There was a late Copper Age in Spain with techniques coming across southern Europe from the Caucasus, after 3,000 B.C. A source of tin was found in northwest Spain so that the area could readily participate in the bronze industries between 2,500 and 1,500 B.C. Some of the metal-using communities, such as those in southern Spain and Portugal about 2,500 had to be fortified and some had two high walls with outlying fortresses to give warning of attack. Defenders fought with bow and arrows. (Ref. 175 )

In the last chapter we discussed the 4th millennium inhabitants of England, the Windmill Hill people. It was probably these who, at the beginning of the 3rd millennium, started to build a series of remarkable stone monuments in southern England. The best known and most thoroughly investigated, written about, photographed, painted and romanticized of these, is Stonehenge. The original structure, Stonehenge 1, dates to not later than 2,900 when there were already some 180 separate habitation centers in Wessex. At Stonehenge, first of all there was dug a circular ditch some 1,050 feet in circumference, 4 1/2 to 6 feet deep and 12 feet wide. The purpose of this was to supply the chalk soil for a bank which was thus built up along the inner side of the ditch. It has been estimated that this alone required about 28,000 man-hours of work, using red-deer antlers for picks and whatever for shovels. The bank measures 320 feet in diameter and was at least 6 feet high, although some say 20 feet, with a causeway entrance on the northeast. Only a few stones were used in Stage I, a couple at the causeway entrance and perhaps the four Station Stones, but a mysterious feature was a group of 53 post holes also in the causeway entrance.

Most modern scholars are convinced that these were used for precise and constant observation of the extreme northerly risings of the moon for a hundred years or more. It requires nineteen years for the moon to exactly repeat its course in relation to the earth and sun, so that predictions of moon positions, possible eclipses, etc. require long periods of observation. The average diameter of the post holes is 3 feet 6 inches, with a depth of 2 1/2 feet.

There is no evidence that they ever held stones or wooden posts. Some have yielded cremation remains, flakes of flint, cups, etc. all adding to the mystery. Professor Fred Hoyle (Ref. 99 ) believes that this was not built by local people, but by some who came especially to place the circle at the exact spot needed for some astronomical reasons.

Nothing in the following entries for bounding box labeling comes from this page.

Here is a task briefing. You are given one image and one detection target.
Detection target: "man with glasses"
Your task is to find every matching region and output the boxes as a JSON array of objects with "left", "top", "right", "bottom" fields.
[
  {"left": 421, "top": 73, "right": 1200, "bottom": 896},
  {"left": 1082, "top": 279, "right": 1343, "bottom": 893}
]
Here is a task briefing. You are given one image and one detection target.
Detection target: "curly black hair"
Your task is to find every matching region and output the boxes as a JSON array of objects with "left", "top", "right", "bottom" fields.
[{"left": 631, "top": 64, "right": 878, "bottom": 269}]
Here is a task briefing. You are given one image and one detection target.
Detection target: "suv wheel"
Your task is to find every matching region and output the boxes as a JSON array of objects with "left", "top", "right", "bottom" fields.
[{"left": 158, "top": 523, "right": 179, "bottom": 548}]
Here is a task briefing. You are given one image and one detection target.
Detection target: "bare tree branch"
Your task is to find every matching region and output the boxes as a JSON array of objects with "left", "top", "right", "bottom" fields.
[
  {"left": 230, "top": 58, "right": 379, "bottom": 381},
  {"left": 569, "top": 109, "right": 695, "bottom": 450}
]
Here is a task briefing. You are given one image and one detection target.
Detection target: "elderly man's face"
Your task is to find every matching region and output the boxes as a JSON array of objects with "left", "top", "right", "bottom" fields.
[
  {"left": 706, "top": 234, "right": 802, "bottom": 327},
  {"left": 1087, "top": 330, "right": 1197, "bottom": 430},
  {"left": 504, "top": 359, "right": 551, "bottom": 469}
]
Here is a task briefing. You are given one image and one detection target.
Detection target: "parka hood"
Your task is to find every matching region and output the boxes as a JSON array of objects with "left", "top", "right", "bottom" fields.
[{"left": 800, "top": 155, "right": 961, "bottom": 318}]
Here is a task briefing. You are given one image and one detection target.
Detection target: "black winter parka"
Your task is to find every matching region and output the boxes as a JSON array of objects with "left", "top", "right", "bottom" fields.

After Phase I of Stonehenge was completed (but before Phase II) another enormous, strange construction appeared about one-half mile north of Stonehenge. This is a narrow horse-shoe shaped earthworks with each leg running for one and three-quarters miles, and which is called the "Cursus", because some have felt it represents a Neolithic race-track. There is some evidence that the bluestones which we shall see were used in Stonehenge II had earlier either been used for some purpose or stock-piled at the western end of this Cursus. There are about twenty similar constructions in Britain and this one is the second longest and it may even pre-date Stonehenge I. The longest Cursus is at Dorset and measures 6.2 miles in length. (Ref. 7 ) There are none of these constructions outside Britain.